Different Places, Different Driverless Laws Proposed

Yes, I will be writing about the NHTSA guidelines VERY soon. But first I have to finish reading the long, long document and I have a whole job and life outside of my obsession with driverless transportation

The design is at fault

The German transport minister is proposing - for semi-autonomous cars a/k/a Tesla - that manufacturers NOT drivers be liable when the driver fails to pay attention, say texting a grocery list instead of watching the road. The implicit argument goes that this situation is completely foreseeable given the monotonous nature of watching the road when the self-driving/autopilot technology is almost completely reliable. 

The German proposal would also place completely driverless operation of vehicles on equal footing with conventional human driving. Driverless would be allowed; just follow applicable laws and regulations.

Other big news in the last few days was the green light a Michigan House panel gave to the driverless bill. If the Michigan Senate's unanimous approval is any indication, the bill is destined for passage. Go here for highlights of the bill.

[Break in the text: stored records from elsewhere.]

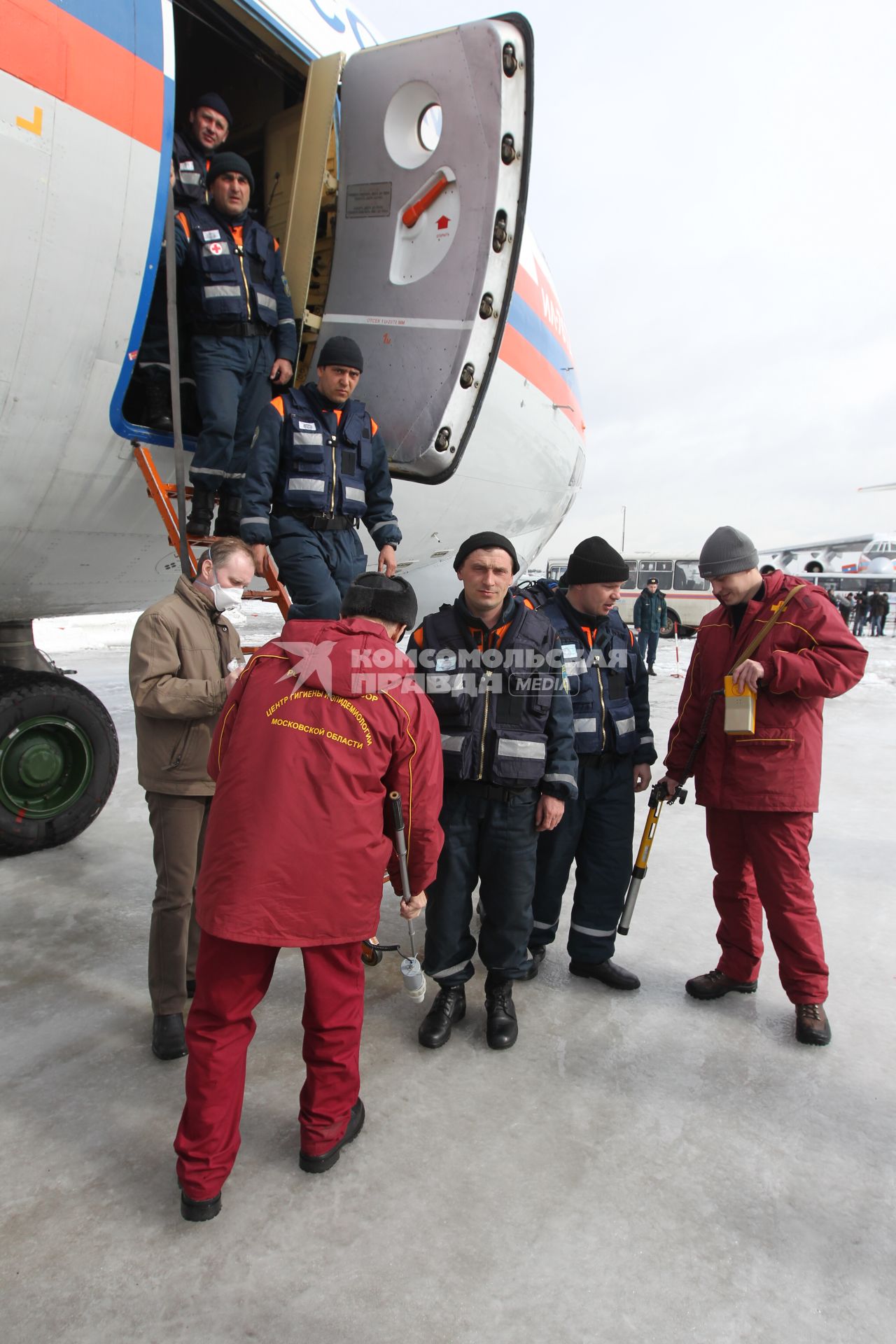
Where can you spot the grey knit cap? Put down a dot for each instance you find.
(727, 552)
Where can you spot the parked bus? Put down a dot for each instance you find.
(690, 597)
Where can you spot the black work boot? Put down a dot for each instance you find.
(448, 1008)
(813, 1027)
(203, 507)
(159, 406)
(199, 1210)
(716, 983)
(230, 511)
(168, 1041)
(323, 1161)
(500, 1026)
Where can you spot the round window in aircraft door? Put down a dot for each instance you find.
(429, 128)
(413, 125)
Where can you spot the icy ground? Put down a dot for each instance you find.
(637, 1168)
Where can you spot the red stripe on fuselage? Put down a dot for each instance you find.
(526, 359)
(49, 49)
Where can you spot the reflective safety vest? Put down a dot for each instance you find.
(492, 730)
(321, 470)
(190, 172)
(220, 277)
(598, 691)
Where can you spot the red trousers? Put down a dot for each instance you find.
(232, 980)
(762, 863)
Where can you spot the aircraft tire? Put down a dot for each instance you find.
(58, 760)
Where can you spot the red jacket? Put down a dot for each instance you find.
(298, 834)
(809, 657)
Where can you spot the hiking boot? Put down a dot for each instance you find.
(538, 958)
(199, 1210)
(448, 1008)
(500, 1026)
(203, 507)
(716, 983)
(323, 1161)
(813, 1027)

Hey, driverless; get over here

I'm imagining the hail of a driverless taxi-transit vehicle in my hometown of Brooklyn. Except wait, an idea being floated is not for what I consider the real Brooklyn, but rather for transformed and gentrified neighborhoods (translation: expensive) along the L train. L service will be suspended for quite a while, starting in 2019, and a Daily News opinion piece suggests an expansive driverless pilot program. So the suggestion is to transform the dreaded L-pocalyse into the L-AutonomousMobilility opportunity.